Exchange 2007, Server 2008

I'm trying to replace an expired self-signed certificate. All I've found so far is using the exchange powershell and I don't have much experience in that.

http://www.ncol.net/how-to-renew-a-self-signed-certificate-in-exchange-server-2007/

On step 2, the one it wants me to overwrite isn't the expired self-signed cert. but a different one that I am not sure what it is.

Suggestions? Is there a method that doesn't use powershell?

Thanks.

Posts

  • FeralFeral MEMETICHARIZARD along with you if I get drunk well I know I'm gonna be gonna be the man whoRegistered User regular
    There are no native GUI tools in Exchange 2007 to manage certificates. Certificate management through the GUI was a feature added in Exchange 2010.

    There are third-party tools available but I haven't used them so I can't vouch. The official way is to use Powershell.

    It sounds like you have more than one certificate installed in Exchange. Perform the following Powershell command to list all the SSL certificates that Exchange is using:
    Get-ExchangeCertificate -server Servername | fl
    

    That will output something like this for each certificate:

    image0021229343213539.gif

    Pay close attention to the line that says "Services." That tells you which protocols that Exchange is using the certificate for.

    every person who doesn't like an acquired taste always seems to think everyone who likes it is faking it. it should be an official fallacy.
    the "no true scotch man" fallacy.
  • deathnote666deathnote666 Registered User regular
    edited December 2016
    Thanks for the reply

    The one that it wants to overwrite has services managed by the other expired certificate.

    Does there only need to be 1 certification per protocol/service or can each certificate manage different aspects of each service? Don't want to overwrite one and lose OWA capability, for example.

    I'm new when it comes to certifications, cmdlets sorry.

    deathnote666 on
  • FeralFeral MEMETICHARIZARD along with you if I get drunk well I know I'm gonna be gonna be the man whoRegistered User regular
    Each certificate can be bound to multiple services.

    Each service can only be bound to one certificate.

    In other words, if the output of that cmdlet says that a certificate is bound to SMTP, then you can be sure that SMTP is only using that certificate.

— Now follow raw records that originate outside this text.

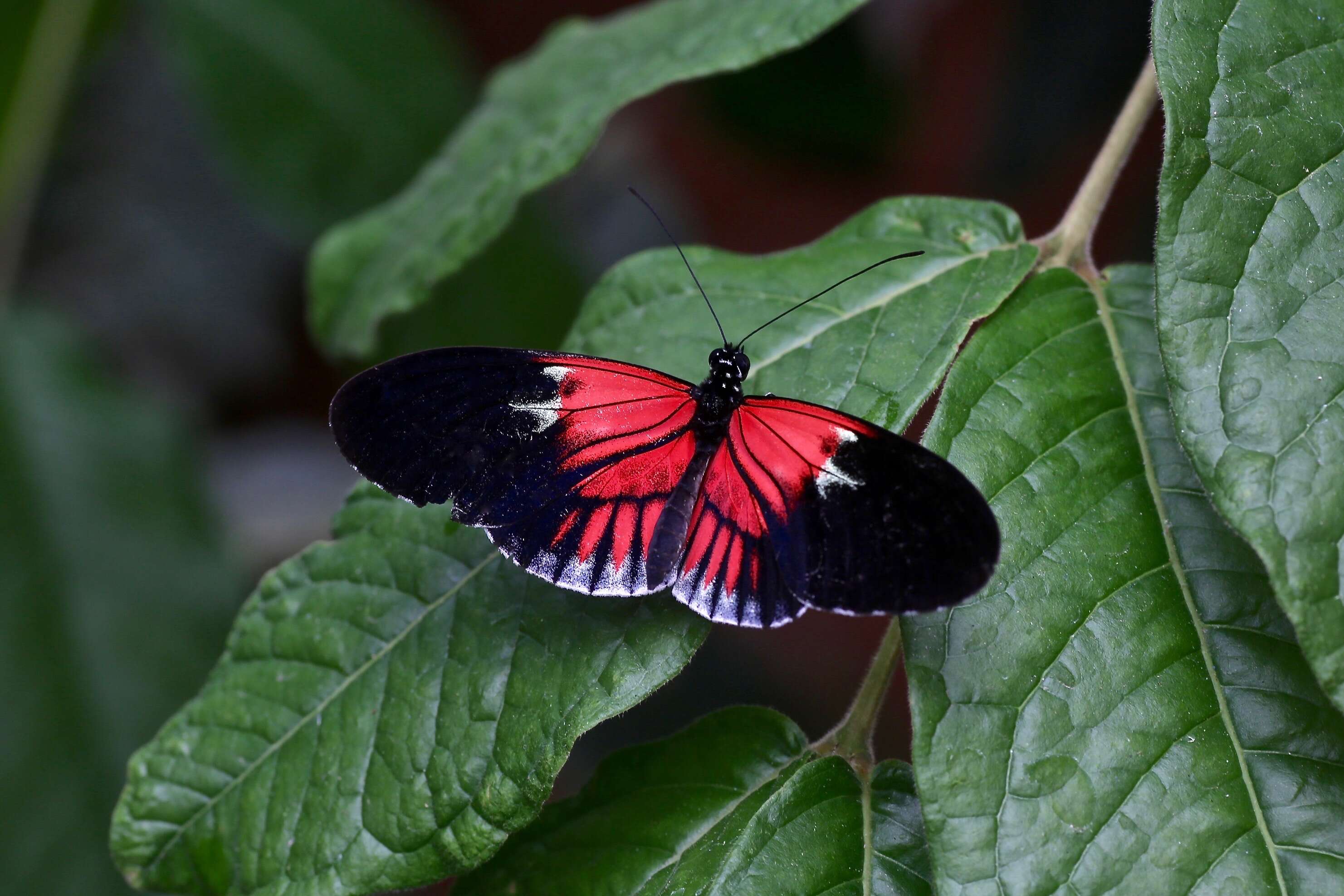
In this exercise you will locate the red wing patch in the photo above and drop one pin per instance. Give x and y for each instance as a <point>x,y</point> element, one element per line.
<point>730,571</point>
<point>792,444</point>
<point>627,437</point>
<point>746,540</point>
<point>601,410</point>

    every person who doesn't like an acquired taste always seems to think everyone who likes it is faking it. it should be an official fallacy.
    the "no true scotch man" fallacy.
  • deathnote666deathnote666 Registered User regular
    My situation:
    Certificate 1: SMTP
    Certificate 2: SMTP, POP, IMAP (the one that the cmdlet wants to overwrite)
    Certificate 3: SMTP, POP, IMAP, IIS (the expired self-signed one that I want to replace)

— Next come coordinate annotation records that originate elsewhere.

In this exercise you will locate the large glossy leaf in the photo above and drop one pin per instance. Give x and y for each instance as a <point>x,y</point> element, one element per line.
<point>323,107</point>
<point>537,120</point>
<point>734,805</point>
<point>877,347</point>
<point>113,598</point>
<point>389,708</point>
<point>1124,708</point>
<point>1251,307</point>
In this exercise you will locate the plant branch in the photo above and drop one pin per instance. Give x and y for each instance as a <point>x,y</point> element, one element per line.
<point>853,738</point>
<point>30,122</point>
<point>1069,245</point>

    If I delete one, will another take it's place on that protocol?

  • FeralFeral MEMETICHARIZARD along with you if I get drunk well I know I'm gonna be gonna be the man whoRegistered User regular
    Well, I guess I was wrong about each service only being bound to one certificate.

    Are all three certificates self-signed?

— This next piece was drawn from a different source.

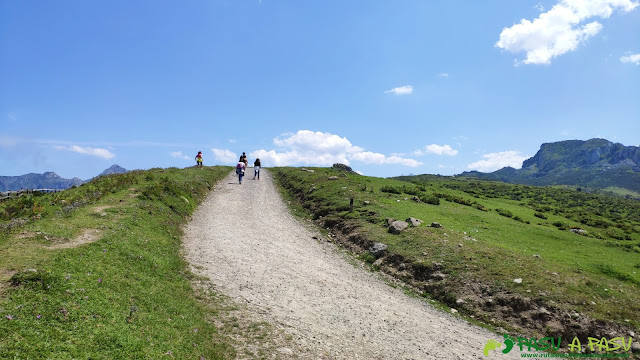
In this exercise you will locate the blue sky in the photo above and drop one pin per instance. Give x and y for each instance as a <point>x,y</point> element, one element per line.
<point>388,87</point>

    every person who doesn't like an acquired taste always seems to think everyone who likes it is faking it. it should be an official fallacy.
    the "no true scotch man" fallacy.
  • deathnote666deathnote666 Registered User regular
    Certificate 1: as far as I know, it is not self-signed, not expired.
    Certificate 2,3: as far as I know, they are self-signed, both expired.

    It's possible the first one was self-signed before the server was named and what I am looking at is a default server name (probably not though since the name can't be changed after exchange is installed I think).